Which Search Engine Would Be a Jeopardy Champion?
After taking a random sampling of 200,000 “Jeopardy” clues and performing searches on Google, Bing, Ask, Blekko, Wikipedia search, and Yandex, this search engine “found” the most correct answers.
If you responded, “What is Google?” you would be correct.
With all the hoopla surrounding the upcoming man vs. machine IBM challenge on the long-running trivia game show hosted by Alex Trebek, Stephen Wolfram decided to quiz the search engines. After inputting each clue into the search engines without quotes, he counted:
Looking at the results, perhaps Ken Jennings should design a search engine?
Google bested Ask, Bing, and to a lesser extent Yandex on returning an answer anywhere on the search engine result page. Blekko was a somewhat distant fifth, while Wikipedia search was dead last.
In a close one, Google bettered Bing, with Yandex and Ask trailing for frequency returning an answer in the first document. Blekko and Wikipedia remained in fifth and sixth place respectively.

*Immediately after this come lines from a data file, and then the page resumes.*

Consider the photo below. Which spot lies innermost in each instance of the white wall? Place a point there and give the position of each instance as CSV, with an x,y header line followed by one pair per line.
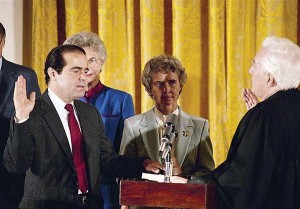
x,y
11,16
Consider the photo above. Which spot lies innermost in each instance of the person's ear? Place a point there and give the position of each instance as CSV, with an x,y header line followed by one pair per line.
x,y
52,73
271,80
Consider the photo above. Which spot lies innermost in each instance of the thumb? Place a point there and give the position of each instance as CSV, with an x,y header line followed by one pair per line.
x,y
32,96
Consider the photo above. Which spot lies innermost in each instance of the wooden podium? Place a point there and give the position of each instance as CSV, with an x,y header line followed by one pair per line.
x,y
169,195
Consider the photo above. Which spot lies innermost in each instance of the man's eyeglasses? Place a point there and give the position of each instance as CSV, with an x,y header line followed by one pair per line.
x,y
94,63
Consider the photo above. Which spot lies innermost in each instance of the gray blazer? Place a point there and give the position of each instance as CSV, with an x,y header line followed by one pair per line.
x,y
193,149
40,147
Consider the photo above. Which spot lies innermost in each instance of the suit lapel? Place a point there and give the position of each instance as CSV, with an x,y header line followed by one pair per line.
x,y
9,76
148,131
185,131
52,118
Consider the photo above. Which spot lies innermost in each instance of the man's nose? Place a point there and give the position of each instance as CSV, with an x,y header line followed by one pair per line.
x,y
166,87
83,75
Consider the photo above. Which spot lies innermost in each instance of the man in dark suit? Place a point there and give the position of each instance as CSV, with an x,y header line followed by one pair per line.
x,y
41,140
262,169
11,186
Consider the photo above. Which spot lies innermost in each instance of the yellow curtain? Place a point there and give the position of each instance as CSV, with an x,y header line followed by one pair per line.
x,y
216,41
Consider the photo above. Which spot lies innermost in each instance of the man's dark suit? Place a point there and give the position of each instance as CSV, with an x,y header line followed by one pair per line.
x,y
41,144
11,186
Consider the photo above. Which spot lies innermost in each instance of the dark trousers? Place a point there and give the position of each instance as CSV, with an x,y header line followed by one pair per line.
x,y
92,202
11,190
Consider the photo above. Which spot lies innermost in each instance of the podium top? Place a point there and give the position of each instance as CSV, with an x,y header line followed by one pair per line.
x,y
171,195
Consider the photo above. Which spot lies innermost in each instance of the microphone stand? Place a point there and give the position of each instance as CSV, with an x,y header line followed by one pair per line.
x,y
168,168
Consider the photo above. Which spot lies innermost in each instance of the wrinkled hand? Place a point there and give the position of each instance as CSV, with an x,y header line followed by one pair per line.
x,y
23,105
152,166
250,98
178,179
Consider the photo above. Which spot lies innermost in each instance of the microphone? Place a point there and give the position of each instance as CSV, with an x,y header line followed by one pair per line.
x,y
169,127
169,145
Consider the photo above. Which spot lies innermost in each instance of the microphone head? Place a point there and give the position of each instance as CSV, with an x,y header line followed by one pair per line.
x,y
172,137
168,129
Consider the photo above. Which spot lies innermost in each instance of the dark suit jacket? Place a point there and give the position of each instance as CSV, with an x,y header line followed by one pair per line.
x,y
11,186
40,147
262,169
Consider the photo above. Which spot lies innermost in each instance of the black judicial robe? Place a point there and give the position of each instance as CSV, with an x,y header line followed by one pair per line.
x,y
262,169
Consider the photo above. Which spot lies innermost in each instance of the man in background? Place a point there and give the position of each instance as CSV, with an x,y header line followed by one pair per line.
x,y
11,186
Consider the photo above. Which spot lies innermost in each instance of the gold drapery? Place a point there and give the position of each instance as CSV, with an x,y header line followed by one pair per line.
x,y
216,41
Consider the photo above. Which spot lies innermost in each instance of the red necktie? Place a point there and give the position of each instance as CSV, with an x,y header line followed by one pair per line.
x,y
76,139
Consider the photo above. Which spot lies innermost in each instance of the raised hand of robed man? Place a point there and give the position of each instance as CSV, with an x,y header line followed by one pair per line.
x,y
23,104
250,98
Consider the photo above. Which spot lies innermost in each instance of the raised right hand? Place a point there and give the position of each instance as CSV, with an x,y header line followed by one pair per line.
x,y
23,105
250,98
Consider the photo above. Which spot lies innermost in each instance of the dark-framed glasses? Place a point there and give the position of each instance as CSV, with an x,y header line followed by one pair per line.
x,y
94,63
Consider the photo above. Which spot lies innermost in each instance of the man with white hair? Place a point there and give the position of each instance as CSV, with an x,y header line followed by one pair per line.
x,y
262,169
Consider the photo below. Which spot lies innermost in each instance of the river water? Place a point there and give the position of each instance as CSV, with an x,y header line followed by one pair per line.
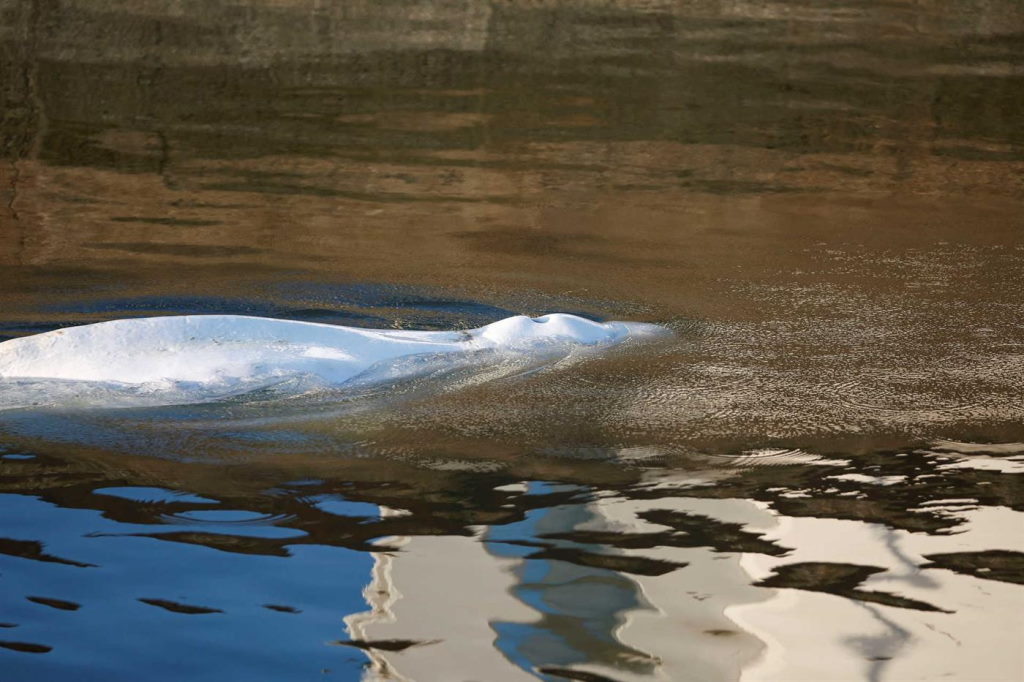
x,y
818,477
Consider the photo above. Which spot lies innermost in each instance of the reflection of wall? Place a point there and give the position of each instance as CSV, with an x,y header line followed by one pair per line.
x,y
440,591
500,615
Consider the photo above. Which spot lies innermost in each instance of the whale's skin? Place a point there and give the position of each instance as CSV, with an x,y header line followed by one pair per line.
x,y
160,353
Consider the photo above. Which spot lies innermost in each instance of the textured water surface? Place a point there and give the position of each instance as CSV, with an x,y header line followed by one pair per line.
x,y
817,476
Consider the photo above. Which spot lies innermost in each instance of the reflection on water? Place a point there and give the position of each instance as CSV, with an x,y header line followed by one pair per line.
x,y
391,569
817,478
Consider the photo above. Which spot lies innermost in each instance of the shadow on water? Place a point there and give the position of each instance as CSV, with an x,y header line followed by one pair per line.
x,y
818,477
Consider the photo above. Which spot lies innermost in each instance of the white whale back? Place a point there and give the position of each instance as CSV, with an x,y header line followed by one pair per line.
x,y
220,353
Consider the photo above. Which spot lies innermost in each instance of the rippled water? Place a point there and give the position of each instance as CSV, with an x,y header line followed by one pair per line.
x,y
818,477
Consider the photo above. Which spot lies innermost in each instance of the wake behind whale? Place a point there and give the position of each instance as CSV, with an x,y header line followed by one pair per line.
x,y
189,359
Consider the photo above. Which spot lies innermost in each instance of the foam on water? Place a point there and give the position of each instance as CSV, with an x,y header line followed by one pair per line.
x,y
201,358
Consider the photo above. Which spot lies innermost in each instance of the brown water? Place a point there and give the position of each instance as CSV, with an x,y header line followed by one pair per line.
x,y
818,478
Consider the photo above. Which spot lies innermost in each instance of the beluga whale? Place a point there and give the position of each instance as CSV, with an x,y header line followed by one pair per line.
x,y
184,359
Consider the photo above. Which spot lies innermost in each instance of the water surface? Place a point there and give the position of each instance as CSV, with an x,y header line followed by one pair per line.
x,y
818,477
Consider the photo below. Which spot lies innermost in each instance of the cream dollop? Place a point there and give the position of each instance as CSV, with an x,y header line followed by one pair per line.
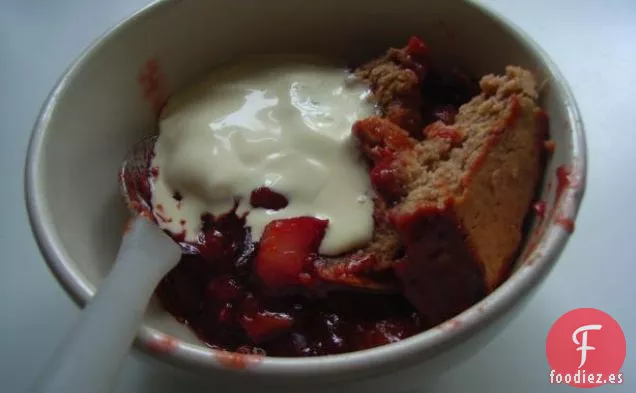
x,y
283,122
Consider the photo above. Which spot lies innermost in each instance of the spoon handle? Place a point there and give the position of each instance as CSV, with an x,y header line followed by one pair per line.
x,y
89,358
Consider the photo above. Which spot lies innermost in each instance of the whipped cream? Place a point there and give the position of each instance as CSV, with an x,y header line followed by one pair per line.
x,y
283,122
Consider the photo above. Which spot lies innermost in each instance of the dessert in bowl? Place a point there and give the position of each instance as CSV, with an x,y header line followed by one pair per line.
x,y
120,88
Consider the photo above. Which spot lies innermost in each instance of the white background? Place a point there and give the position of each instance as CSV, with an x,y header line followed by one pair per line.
x,y
592,41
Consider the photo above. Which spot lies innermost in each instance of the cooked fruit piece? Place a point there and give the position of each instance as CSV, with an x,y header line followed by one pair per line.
x,y
286,251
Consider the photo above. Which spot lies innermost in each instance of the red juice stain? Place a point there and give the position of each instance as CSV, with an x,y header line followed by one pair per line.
x,y
565,223
539,209
267,198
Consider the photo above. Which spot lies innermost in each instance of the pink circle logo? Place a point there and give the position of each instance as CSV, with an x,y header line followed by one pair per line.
x,y
586,348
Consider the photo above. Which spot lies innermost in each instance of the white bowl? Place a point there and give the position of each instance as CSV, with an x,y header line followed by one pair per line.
x,y
107,101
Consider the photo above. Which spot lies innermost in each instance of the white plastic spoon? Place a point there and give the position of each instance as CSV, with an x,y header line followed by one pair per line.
x,y
90,356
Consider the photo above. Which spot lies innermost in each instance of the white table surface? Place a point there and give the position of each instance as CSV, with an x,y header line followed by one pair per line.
x,y
594,43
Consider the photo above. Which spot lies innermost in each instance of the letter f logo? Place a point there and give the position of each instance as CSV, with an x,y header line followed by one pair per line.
x,y
584,347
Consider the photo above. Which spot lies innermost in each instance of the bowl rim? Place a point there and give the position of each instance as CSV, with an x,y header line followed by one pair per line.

“In terms of ‘Jeopardy,’ what we see is that just using a plain old search engine gets surprisingly far,” Wolfram wrote. “Of course, the approach here isn’t really solving the complete ‘Jeopardy’ problem: it’s only giving pages on which the answer should appear, not giving specific actual answers.”
Wolfram also noted that the top search engines succeeded about 20 percent of the time in returning the correct answer in the title of the first result. Despite their successes, they’re still no Ken Jennings, and Google and friends will need to do a lot more work before we get a Man vs. Search Engine episode, no doubt sponsored by AdWords.